Yoga: Halasana o postura del arado

Yoga: Halasana o postura del arado

YOGA: HALASANA O POSTURA DEL ARADO

El Halasana o postura del arado nos reporta una serie de beneficios, como son

  • Estimular la glándula tiroides
  • Estimular los órganos abdominales
  • Calmar el cerebro
  • Reducir el estrés
  • Estirar los hombros y la columna vertebral
  • Fortalecer los brazos
  • Mejorar el equilibrio

Para realizar la postura:

Debemos estirarnos en el suelo, separar un poco los brazos del tronco y apoyarlos firmemente en el suelo, y finalmente subir las piernas a 90º y llevarlas por encima del pecho y la cara. Estiramos bien las piernas sobre la cabeza, y apoyamos bien los dedos de los pies en el suelo. Debemos mantener las piernas rectas. Los brazos deben permanecer en el suelo con las palmas de las manos hacia abajo. Nuestros apoyos deben ser los brazos, los hombros y los dedos de los pies, es importante que coloquemos el peso del cuerpo en los lugares correctos para evitar posibles lesiones. Debemos aguantar en esta postura entre 30 y 60 segundos, mientras respiramos con normalidad.

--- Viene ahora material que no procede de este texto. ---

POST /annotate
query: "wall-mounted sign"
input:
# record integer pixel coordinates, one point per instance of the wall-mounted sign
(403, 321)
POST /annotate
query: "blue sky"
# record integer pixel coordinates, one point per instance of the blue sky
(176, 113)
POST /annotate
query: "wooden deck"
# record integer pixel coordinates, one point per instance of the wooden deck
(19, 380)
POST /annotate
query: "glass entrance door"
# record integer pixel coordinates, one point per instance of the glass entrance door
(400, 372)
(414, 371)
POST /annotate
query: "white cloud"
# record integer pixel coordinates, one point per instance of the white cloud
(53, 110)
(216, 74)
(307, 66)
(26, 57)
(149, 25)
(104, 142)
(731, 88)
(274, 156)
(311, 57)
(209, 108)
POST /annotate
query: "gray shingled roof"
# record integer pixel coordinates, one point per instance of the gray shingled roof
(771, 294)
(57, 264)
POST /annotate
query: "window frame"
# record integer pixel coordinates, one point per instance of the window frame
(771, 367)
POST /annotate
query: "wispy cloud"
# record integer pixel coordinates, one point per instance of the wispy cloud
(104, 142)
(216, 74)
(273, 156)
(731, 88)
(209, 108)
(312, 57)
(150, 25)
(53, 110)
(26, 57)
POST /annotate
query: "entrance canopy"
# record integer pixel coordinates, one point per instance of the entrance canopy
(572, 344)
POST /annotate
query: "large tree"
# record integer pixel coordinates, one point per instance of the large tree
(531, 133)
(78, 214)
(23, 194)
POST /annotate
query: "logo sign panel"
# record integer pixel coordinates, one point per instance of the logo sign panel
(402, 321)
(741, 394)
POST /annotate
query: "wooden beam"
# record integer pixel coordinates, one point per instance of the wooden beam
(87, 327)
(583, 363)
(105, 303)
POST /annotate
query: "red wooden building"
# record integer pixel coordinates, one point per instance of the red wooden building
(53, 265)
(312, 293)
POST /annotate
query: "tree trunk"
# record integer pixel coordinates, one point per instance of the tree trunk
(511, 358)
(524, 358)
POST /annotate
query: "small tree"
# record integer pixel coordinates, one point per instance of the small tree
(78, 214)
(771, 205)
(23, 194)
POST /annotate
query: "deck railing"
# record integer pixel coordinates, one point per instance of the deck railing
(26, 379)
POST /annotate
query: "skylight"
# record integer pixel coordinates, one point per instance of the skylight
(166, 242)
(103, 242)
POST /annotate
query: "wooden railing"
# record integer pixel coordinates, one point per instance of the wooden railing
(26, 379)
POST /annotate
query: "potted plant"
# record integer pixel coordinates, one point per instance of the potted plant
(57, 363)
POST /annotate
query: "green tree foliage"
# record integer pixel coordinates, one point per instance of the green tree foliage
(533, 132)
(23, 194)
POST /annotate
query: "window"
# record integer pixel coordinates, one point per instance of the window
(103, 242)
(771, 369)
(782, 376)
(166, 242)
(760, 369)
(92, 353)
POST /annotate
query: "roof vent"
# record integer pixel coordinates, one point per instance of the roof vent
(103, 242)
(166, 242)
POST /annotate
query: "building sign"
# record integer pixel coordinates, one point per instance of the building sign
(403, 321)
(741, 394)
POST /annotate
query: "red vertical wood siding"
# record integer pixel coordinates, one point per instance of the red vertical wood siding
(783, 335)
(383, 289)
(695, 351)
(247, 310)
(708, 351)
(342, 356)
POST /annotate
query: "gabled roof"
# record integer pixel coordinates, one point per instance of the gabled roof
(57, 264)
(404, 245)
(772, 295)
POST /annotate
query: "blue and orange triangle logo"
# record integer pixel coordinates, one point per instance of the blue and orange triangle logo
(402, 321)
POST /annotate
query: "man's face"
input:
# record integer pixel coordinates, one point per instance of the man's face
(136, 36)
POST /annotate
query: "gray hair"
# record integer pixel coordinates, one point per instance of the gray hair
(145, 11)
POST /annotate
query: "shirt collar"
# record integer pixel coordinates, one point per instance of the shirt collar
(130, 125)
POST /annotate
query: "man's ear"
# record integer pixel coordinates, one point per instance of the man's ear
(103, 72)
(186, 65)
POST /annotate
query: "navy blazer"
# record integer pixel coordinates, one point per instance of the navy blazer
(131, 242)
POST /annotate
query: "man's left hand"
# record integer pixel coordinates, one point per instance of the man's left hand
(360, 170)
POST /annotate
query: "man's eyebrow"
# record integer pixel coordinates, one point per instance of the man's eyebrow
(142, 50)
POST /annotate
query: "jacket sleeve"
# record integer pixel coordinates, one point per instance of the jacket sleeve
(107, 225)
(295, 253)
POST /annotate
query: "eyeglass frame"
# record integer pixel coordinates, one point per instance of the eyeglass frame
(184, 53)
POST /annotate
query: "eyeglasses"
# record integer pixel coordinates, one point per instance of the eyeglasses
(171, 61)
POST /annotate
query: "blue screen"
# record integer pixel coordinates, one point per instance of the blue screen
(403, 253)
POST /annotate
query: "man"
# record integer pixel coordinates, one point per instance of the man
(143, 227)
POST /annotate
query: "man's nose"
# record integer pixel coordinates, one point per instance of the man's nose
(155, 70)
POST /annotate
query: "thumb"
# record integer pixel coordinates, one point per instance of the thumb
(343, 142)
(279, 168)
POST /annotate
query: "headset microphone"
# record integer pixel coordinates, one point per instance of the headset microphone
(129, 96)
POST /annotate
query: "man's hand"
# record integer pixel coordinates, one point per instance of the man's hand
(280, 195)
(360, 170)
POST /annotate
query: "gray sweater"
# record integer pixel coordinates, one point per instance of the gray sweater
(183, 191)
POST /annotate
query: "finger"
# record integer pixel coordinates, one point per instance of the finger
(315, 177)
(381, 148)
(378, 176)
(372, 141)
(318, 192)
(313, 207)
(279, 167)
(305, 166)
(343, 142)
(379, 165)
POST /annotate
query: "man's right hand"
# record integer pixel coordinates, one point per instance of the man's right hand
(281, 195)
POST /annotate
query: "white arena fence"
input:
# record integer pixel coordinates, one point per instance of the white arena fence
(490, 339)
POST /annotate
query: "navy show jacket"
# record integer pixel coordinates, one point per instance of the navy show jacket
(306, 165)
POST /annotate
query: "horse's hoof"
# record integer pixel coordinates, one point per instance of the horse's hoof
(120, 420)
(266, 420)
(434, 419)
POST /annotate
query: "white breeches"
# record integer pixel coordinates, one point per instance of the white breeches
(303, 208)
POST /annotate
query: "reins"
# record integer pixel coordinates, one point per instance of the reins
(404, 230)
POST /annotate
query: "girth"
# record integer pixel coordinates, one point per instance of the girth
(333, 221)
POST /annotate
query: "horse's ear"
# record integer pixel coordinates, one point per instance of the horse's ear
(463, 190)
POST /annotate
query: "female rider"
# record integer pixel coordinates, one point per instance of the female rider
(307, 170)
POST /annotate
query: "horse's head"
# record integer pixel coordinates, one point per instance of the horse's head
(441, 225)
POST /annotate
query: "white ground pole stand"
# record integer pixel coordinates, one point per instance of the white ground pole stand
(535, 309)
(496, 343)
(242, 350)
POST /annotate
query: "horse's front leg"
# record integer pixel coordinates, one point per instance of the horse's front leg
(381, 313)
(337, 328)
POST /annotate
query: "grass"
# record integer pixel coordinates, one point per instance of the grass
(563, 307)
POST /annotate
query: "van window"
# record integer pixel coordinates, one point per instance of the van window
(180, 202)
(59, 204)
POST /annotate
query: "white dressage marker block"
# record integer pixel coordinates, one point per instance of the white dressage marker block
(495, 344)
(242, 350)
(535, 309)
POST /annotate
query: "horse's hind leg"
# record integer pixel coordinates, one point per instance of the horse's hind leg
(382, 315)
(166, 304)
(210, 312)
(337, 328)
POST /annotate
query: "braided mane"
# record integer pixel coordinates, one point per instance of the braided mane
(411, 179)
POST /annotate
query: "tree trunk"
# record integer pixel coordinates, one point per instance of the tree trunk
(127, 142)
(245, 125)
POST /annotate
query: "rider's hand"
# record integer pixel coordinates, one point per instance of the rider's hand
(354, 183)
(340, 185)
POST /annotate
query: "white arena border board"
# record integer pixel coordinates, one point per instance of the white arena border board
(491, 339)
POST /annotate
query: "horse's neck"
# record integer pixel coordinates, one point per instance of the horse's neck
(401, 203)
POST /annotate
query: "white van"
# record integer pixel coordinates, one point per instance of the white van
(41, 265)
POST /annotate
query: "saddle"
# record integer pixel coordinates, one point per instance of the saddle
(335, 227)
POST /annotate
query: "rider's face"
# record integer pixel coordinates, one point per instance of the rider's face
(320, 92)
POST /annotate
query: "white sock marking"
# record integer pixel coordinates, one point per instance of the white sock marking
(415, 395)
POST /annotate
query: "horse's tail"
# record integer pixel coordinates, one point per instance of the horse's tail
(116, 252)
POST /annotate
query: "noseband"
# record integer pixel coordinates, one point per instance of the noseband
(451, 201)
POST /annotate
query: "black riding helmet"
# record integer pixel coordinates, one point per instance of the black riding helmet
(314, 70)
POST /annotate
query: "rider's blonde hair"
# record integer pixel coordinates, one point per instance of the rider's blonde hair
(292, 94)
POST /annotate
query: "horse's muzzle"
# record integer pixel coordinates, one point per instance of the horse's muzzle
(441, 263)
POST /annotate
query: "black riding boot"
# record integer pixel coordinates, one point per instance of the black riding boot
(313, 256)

Para salir de la postura llevamos de vuelta al suelo las piernas de forma suave mientras espiramos.

Como ya os comentamos el Halasana o postura del arado, se suele practicar después del Sarvangasana. Como recordaréis en el Sarvangasana estamos tumbados en el suelo con las piernas y el tronco en alto; entonces solamente deberemos ir bajando las piernas estiradas por encima de nuestro pecho y cabeza.